Liu Wei, Chen Xiao, Zhao Jing, Yang Chen, Huang Guanqin, Zhang Zhen, Liu Jianjun
Shenzhen Center for Disease Control and Prevention, Shenzhen, China.
Shenzhen Key Laboratory of Modern Toxicology, Shenzhen Medical Key Discipline of Health Toxicology (2020-2024), Shenzhen Center for Disease Control and Prevention, Shenzhen, China.
Front Pharmacol. 2024 Jul 24;15:1423060. doi: 10.3389/fphar.2024.1423060. eCollection 2024.
Alzheimer's disease (AD) has an increasing prevalence, complicated pathogenesis and no effective cure. Emerging evidences show that flavonoid compounds such as xanthohumol (Xn) could play an important role as a dietary supplement or traditional Chinese herbal medicine in the management of diseases such as AD. This study aims to analyze the target molecules of Xn in the prevention and treatment of AD, and its potential mechanism from the perspective of metabolites. APP/PS1 mice 2- and 6-months old were treated with Xn for 3 months, respectively, the younger animals to test for AD-like brain disease prevention and the older animals to address therapeutic effects on the disease. Memantine (Mem) was selected as positive control. Behavioral tests were performed to assess the course of cognitive function. Urine samples were collected and analyzed by high-performance liquid chromatography (HPLC) with tandem mass spectrometry (MS/MS) coupled with online Compound Discoverer software. Morris Water Maze (MWM) tests showed that Xn, like Mem, had a therapeutic but not a preventive effect on cognitive impairment. The expression levels of urinary metabolites appeared to show an opposite trend at different stages of Xn treatment, downregulated in the prevention phase while upregulated in the therapy phase. In addition, the metabolic mechanisms of Xn during preventive treatment were also different from that during therapeutic treatment. The signaling pathways metabolites nordiazepam and genistein were specifically regulated by Xn but not by Mem in the disease prevention stage. The signaling pathway metabolite ascorbic acid was specifically regulated by Xn in the therapeutic stage. In conclusion, dietary treatment with Xn altered the urinary metabolite profile at different stages of administration in APP/PS1 mice. The identified potential endogenous metabolic biomarkers and signal pathways open new avenues to investigate the pathogenesis and treatment of AD.

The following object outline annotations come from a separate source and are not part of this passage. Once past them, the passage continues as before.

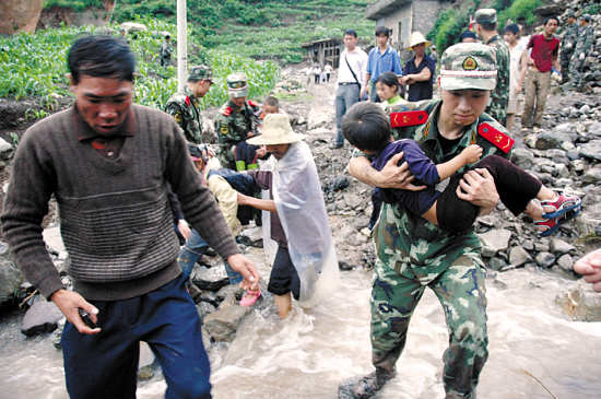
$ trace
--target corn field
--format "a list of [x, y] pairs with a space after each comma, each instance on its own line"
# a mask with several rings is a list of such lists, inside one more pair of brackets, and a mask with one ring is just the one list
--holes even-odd
[[[176, 37], [173, 24], [157, 20], [141, 21], [146, 32], [138, 32], [129, 43], [138, 58], [135, 77], [135, 102], [163, 108], [177, 90], [176, 69], [163, 68], [158, 62], [158, 50], [165, 32]], [[119, 34], [118, 25], [109, 27], [62, 27], [35, 34], [0, 36], [0, 97], [42, 97], [51, 109], [57, 96], [69, 93], [67, 52], [71, 44], [86, 34]], [[175, 40], [172, 60], [177, 59]], [[215, 84], [202, 99], [203, 106], [219, 106], [227, 101], [225, 77], [233, 72], [245, 72], [249, 79], [250, 98], [267, 95], [274, 86], [279, 67], [271, 61], [256, 61], [224, 50], [207, 50], [188, 40], [188, 67], [208, 63], [213, 69]]]

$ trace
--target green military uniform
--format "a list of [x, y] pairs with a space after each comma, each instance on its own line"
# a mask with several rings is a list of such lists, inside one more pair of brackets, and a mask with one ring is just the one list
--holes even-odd
[[165, 106], [165, 113], [174, 117], [184, 130], [186, 140], [197, 144], [203, 142], [200, 103], [190, 89], [186, 86], [182, 93], [174, 94]]
[[[212, 83], [213, 72], [207, 66], [196, 66], [190, 68], [188, 73], [188, 84], [209, 81]], [[196, 87], [196, 86], [192, 86]], [[195, 89], [196, 90], [196, 89]], [[201, 92], [202, 93], [202, 92]], [[201, 144], [210, 140], [202, 134], [202, 115], [200, 114], [200, 98], [195, 95], [188, 85], [184, 92], [174, 94], [165, 105], [165, 113], [174, 117], [179, 125], [186, 140], [192, 143]]]
[[509, 104], [509, 47], [499, 35], [491, 38], [486, 45], [495, 49], [497, 61], [497, 85], [491, 94], [491, 104], [486, 113], [505, 125]]
[[[492, 90], [494, 59], [494, 51], [481, 44], [450, 47], [441, 60], [441, 87]], [[475, 73], [486, 78], [473, 78]], [[426, 112], [428, 118], [401, 133], [413, 137], [434, 163], [457, 156], [470, 144], [482, 146], [483, 157], [509, 155], [511, 140], [506, 129], [487, 114], [467, 126], [452, 148], [444, 152], [437, 128], [441, 104], [439, 99], [415, 103], [412, 112]], [[443, 373], [447, 398], [473, 399], [488, 356], [486, 271], [478, 237], [472, 230], [461, 234], [443, 231], [401, 203], [385, 203], [374, 227], [374, 242], [377, 260], [370, 298], [370, 339], [376, 372], [357, 382], [343, 383], [339, 398], [372, 397], [394, 375], [411, 316], [428, 286], [443, 305], [449, 329]]]
[[581, 19], [588, 19], [589, 25], [581, 26], [578, 30], [578, 40], [571, 55], [570, 64], [573, 67], [574, 82], [577, 89], [585, 87], [585, 64], [589, 51], [594, 43], [594, 30], [590, 25], [590, 16], [582, 15]]
[[172, 46], [169, 45], [169, 42], [163, 42], [158, 56], [161, 58], [161, 67], [166, 67], [172, 62]]
[[[574, 16], [570, 14], [568, 16]], [[565, 27], [564, 36], [562, 37], [562, 52], [559, 55], [559, 62], [562, 64], [562, 83], [569, 80], [570, 75], [570, 59], [576, 49], [576, 43], [578, 42], [578, 24], [567, 24]]]
[[[258, 133], [261, 124], [260, 107], [251, 101], [245, 101], [243, 107], [237, 107], [232, 101], [225, 103], [215, 120], [215, 132], [220, 143], [217, 156], [224, 167], [244, 171], [246, 165], [236, 164], [234, 146], [240, 141]], [[244, 161], [243, 161], [244, 162]]]

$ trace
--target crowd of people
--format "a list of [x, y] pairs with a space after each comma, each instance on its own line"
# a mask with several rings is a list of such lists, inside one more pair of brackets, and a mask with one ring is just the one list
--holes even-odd
[[[375, 371], [344, 380], [340, 398], [372, 398], [394, 377], [426, 287], [440, 301], [449, 330], [446, 398], [475, 398], [488, 356], [486, 271], [471, 227], [475, 218], [500, 200], [515, 214], [529, 214], [545, 236], [580, 211], [578, 197], [550, 190], [507, 161], [515, 141], [505, 126], [517, 114], [515, 95], [525, 79], [525, 107], [537, 103], [533, 124], [540, 125], [552, 68], [581, 70], [590, 37], [580, 39], [588, 37], [590, 16], [580, 21], [569, 63], [562, 67], [556, 17], [522, 46], [519, 26], [505, 27], [506, 44], [496, 12], [479, 10], [474, 32], [444, 51], [439, 68], [419, 32], [404, 66], [388, 28], [376, 27], [369, 54], [357, 46], [355, 31], [344, 32], [333, 148], [344, 139], [355, 146], [349, 172], [374, 187], [369, 227], [377, 259], [370, 297]], [[169, 57], [162, 49], [162, 64]], [[122, 39], [79, 38], [68, 64], [74, 105], [23, 136], [1, 222], [26, 279], [67, 317], [69, 395], [135, 397], [138, 344], [144, 340], [163, 368], [166, 397], [210, 398], [201, 320], [187, 291], [199, 256], [213, 248], [229, 283], [244, 291], [239, 305], [252, 306], [261, 297], [261, 277], [235, 237], [255, 221], [276, 248], [267, 290], [283, 319], [293, 297], [310, 306], [335, 284], [335, 248], [311, 150], [278, 98], [262, 105], [248, 99], [244, 73], [226, 78], [229, 98], [215, 118], [213, 148], [199, 103], [213, 84], [211, 68], [190, 68], [186, 87], [163, 112], [132, 104], [135, 57]], [[331, 67], [319, 69], [319, 82], [330, 73]], [[435, 77], [439, 98], [433, 99]], [[529, 97], [530, 91], [538, 94]], [[73, 291], [62, 285], [42, 237], [52, 196]], [[599, 251], [575, 270], [601, 291]]]

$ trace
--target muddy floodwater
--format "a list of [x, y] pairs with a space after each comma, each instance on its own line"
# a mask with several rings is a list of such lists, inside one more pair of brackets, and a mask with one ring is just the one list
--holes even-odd
[[[258, 253], [249, 255], [260, 261]], [[264, 262], [260, 269], [269, 275]], [[279, 319], [267, 297], [243, 321], [232, 344], [211, 347], [213, 397], [335, 398], [341, 379], [372, 371], [370, 281], [372, 271], [342, 272], [334, 295], [311, 309], [295, 307], [286, 320]], [[571, 284], [523, 269], [488, 278], [490, 359], [479, 397], [600, 397], [601, 322], [570, 321], [554, 304], [555, 295]], [[61, 352], [49, 336], [26, 339], [19, 322], [13, 315], [0, 327], [0, 398], [68, 398]], [[447, 341], [443, 310], [426, 291], [397, 364], [398, 376], [379, 398], [444, 398], [441, 355]], [[139, 384], [138, 398], [158, 399], [164, 391], [158, 374]]]

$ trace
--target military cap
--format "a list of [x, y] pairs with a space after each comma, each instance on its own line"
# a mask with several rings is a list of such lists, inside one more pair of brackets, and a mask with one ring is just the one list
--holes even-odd
[[440, 87], [444, 90], [493, 90], [496, 77], [496, 56], [490, 46], [460, 43], [443, 54]]
[[496, 24], [497, 12], [495, 9], [480, 9], [474, 15], [476, 24]]
[[227, 84], [227, 93], [233, 98], [246, 97], [248, 96], [248, 84], [246, 74], [244, 73], [232, 73], [225, 79]]
[[210, 82], [213, 81], [213, 72], [211, 71], [211, 68], [207, 66], [196, 66], [190, 68], [190, 73], [188, 73], [188, 81], [201, 81], [203, 79]]

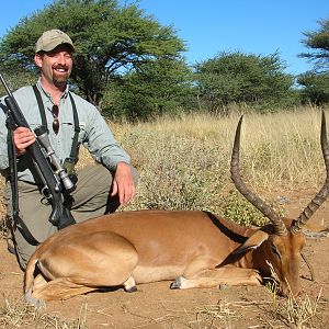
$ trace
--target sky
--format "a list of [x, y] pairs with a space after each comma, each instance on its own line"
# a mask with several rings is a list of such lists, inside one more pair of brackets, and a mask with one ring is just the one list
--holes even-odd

阿尔茨海默病(AD)的患病率不断上升,发病机制复杂,且尚无有效治愈方法。新出现的证据表明,诸如黄腐酚(Xn)等类黄酮化合物作为膳食补充剂或传统中药,在AD等疾病的管理中可能发挥重要作用。本研究旨在从代谢物角度分析Xn在预防和治疗AD中的靶分子及其潜在机制。分别对2月龄和6月龄的APP/PS1小鼠进行为期3个月的Xn治疗,较年幼的动物用于测试AD样脑部疾病的预防效果,较年长的动物用于评估对该疾病的治疗效果。选择美金刚(Mem)作为阳性对照。进行行为测试以评估认知功能进程。收集尿液样本,采用高效液相色谱(HPLC)与串联质谱(MS/MS)联用在线Compound Discoverer软件进行分析。莫里斯水迷宫(MWM)测试表明,Xn与Mem一样,对认知障碍有治疗作用,但无预防作用。尿液代谢物的表达水平在Xn治疗的不同阶段似乎呈现相反趋势,在预防阶段下调,而在治疗阶段上调。此外,Xn在预防性治疗期间的代谢机制也与治疗性治疗期间不同。在疾病预防阶段,信号通路代谢物去甲西泮和染料木黄酮受Xn特异性调节,而不受Mem调节。信号通路代谢物抗坏血酸在治疗阶段受Xn特异性调节。总之,用Xn进行饮食治疗改变了APP/PS1小鼠给药不同阶段的尿液代谢物谱。所确定的潜在内源性代谢生物标志物和信号通路为研究AD的发病机制和治疗开辟了新途径。